By LaKeshia Myers
For the majority of my life, I have worn my natural hair, meaning it was absent of any chemicals. As a child, my mother, aunt, and I engaged in the bi-weekly ritual of shampooing and blow drying my hair; after which I would, for what seemed like hours, sit in front of the stove waiting for the pressing comb to heat up and begin the task of straightening my hair. Around the age of twelve, this undertaking was given to my beloved hairdresser, Ms. Willie Jean Davis, who ensured my hair was bone straight and my bangs were teased to perfection.
When I entered college, I relaxed my hair to make managing it easier. I happily traded in bi-weekly shampoos, blow drying, and straightening combs for low maintenance styling routines that I could perform myself and “touch ups”, which meant having relaxer reapplied to new hair growth every eight weeks—having the relaxer manipulated my naturally curly hair pattern, making it straight, and malleable.
As I grew older, I began to understand the negative effects of chemical application to my hair and reverted back to wearing it naturally, and opting instead for a silk press. As I entered the workforce, it was not lost on me that straightening my hair could also impact my job prospects.
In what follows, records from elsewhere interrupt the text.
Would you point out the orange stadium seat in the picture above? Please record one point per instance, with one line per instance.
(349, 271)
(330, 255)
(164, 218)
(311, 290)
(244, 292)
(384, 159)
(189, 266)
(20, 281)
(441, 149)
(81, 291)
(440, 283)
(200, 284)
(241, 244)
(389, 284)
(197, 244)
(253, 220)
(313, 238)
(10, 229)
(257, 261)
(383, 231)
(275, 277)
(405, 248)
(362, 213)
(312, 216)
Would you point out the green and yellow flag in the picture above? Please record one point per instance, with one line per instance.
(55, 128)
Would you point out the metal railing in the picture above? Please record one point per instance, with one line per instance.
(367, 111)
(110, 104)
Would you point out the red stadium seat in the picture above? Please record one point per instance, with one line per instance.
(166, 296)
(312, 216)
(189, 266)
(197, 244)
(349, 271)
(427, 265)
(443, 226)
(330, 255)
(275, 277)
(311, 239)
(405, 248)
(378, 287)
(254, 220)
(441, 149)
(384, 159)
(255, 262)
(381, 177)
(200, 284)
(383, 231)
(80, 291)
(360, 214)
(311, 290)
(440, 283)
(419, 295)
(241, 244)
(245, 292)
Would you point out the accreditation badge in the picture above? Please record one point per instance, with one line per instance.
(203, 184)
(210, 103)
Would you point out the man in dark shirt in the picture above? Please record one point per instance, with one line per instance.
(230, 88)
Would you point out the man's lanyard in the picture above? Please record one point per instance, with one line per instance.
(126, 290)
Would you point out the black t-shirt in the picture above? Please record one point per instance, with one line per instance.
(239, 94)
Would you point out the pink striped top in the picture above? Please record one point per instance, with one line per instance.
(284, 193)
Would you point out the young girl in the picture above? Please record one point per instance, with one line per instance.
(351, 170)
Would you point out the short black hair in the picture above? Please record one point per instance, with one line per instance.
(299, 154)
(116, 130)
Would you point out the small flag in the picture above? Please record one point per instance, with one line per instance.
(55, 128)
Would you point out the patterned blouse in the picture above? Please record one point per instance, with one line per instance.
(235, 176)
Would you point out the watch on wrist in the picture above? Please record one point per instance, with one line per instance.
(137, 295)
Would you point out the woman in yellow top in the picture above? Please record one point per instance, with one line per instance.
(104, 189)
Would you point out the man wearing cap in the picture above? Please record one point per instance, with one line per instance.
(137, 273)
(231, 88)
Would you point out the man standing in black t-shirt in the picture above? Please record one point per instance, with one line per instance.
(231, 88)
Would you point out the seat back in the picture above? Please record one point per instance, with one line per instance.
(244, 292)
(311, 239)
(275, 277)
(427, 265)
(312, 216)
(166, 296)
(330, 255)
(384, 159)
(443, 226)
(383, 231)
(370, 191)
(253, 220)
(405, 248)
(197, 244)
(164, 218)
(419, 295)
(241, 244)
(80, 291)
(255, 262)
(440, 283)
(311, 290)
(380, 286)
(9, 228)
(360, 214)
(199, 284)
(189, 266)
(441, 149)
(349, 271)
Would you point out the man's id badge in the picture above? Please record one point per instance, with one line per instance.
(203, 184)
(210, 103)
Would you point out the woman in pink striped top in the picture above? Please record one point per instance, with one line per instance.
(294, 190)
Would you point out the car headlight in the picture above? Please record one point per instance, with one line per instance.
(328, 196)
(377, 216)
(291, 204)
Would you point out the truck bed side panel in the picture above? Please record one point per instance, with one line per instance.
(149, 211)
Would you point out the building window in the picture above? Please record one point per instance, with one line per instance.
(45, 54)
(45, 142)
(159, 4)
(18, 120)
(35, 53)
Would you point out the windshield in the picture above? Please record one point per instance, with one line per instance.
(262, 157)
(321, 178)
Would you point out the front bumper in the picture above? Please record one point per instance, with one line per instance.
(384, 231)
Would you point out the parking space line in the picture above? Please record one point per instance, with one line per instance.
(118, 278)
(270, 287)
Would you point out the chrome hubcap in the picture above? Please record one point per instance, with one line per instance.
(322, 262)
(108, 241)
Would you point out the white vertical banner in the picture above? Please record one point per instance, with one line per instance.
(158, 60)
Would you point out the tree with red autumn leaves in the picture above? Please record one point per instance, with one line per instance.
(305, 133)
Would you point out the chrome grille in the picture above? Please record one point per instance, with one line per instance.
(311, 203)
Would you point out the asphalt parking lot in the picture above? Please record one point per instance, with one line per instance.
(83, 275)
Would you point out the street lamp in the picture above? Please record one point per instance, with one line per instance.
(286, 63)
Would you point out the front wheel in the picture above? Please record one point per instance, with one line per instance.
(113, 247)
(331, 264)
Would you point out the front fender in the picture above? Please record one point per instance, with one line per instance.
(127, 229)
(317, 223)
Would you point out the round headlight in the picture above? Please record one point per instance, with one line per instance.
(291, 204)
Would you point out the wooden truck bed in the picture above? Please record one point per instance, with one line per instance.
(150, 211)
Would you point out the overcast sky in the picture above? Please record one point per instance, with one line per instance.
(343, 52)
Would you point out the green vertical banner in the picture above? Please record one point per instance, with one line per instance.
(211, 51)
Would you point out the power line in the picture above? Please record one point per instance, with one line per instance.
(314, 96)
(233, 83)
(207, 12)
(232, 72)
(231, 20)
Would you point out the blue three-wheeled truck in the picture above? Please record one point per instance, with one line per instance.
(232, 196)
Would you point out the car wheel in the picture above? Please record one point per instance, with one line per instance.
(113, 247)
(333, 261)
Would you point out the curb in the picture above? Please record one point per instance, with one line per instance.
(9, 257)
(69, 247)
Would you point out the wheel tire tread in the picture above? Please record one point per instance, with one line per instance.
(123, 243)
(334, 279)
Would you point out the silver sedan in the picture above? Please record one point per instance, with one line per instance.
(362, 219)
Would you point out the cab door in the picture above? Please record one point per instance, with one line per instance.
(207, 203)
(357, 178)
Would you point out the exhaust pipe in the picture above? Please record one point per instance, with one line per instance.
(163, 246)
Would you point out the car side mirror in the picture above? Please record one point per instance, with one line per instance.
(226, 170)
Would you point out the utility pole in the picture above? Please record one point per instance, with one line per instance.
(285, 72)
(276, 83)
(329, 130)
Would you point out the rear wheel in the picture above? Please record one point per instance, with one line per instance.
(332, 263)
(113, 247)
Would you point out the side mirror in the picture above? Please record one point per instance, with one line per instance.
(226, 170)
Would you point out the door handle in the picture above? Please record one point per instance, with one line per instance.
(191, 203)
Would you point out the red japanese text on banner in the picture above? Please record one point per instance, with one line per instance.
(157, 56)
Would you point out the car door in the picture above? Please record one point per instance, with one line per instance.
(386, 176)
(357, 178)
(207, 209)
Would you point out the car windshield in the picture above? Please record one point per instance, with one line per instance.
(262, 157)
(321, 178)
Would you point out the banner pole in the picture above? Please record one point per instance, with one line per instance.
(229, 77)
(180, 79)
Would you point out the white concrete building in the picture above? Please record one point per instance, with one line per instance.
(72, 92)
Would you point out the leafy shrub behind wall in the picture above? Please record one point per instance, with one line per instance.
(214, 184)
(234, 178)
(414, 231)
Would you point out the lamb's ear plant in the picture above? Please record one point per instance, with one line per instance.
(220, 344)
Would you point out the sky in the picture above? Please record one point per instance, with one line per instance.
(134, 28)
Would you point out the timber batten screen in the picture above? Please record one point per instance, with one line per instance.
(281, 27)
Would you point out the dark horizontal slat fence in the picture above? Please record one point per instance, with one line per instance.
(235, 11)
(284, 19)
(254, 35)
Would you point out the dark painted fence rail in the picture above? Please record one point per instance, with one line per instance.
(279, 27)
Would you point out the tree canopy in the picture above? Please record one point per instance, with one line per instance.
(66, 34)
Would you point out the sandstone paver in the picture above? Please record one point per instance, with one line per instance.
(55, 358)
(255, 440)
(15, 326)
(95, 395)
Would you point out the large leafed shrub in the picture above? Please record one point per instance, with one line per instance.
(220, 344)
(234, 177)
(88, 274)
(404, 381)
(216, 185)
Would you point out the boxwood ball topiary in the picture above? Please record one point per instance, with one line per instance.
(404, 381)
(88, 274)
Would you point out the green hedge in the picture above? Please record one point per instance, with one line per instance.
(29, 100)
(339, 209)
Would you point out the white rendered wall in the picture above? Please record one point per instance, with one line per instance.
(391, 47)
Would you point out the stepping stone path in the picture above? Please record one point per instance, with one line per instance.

The history of our nation is riddled with laws and societal norms that equated “blackness,” and the associated physical traits of dark skin, kinky/curly hair to a badge of inferiority, sometimes subject to separate and unequal treatment. This idea also permeated societal understanding of professionalism.
Professionalism was, and still is, closely linked to European features and mannerisms, which entails that those who do not naturally fall into Eurocentric norms must alter their appearances, sometimes drastically and permanently, in order to be deemed professional.
Despite the great strides American society and the legal system have made to reverse the racist ideology that Black traits are inferior, hair remains a rampant source of racial discrimination with serious economic and health consequences, especially for Black people. Workplace dress codes and grooming policies that prohibit natural hair, including afros, braids, twists, and locs, have a disparate impact on Black individuals as these policies are more likely to deter Black applicants and burden or punish Black employees than any other group.
It was after hearing of the successful passage of the CROWN (Creating a Respectful and Open Workplace for Natural hair) Act in California, that I decided to spearhead the movement to change Wisconsin’s state statutes to allow natural and protective styles in the workplace. While Title VII of the Civil Rights Act prohibits employers from discriminating against employees on the basis of sex, race, and color, there is no legal precedent in state or federal statute to protect individuals against discrimination based on natural hair texture and styles. By specifying in statute that the protected class of race also includes traits historically associated with racial identification, such as hair texture and protective hairstyles, the CROWN Act would ensure defense against grooming policies that often affect people of color.
Currently, the federal courts protect the ability of an afro to be worn in the workplace. The courts do not recognize that afros are not the only natural presentation of Black hair. Black hair can also be naturally presented in braids, twists, and locs. There have been many documented instances where employers and schools have discriminated against employees and students because of their natural hair.
Recently, a New Jersey student athlete was threatened with disqualification at a wrestling match due to his wearing of locs. The image of the student having his hair cut in the middle of the competition went viral and calls were made for the referee who initiated the haircut to be fired.
In a society in which hair has historically been one of many determining factors of a person’s race, and whether they were a second-class citizen, hair remained a proxy for race. Therefore, hair discrimination is racial discrimination.
I feel it is necessary for all people to be affirmed and accepted for who they are. As black people, our natural hair textures have often been weaponized and used as a tool of rejection when seeking or maintaining employment. Natural textures are just that—natural, it is the way one’s hair grows from the scalp.
As our state continues to grow more diverse, our laws must adapt to fit the times in which we live.
Enacting the CROWN Act would be a step forward in ensuring equitable hiring and employment practices in the state of Wisconsin.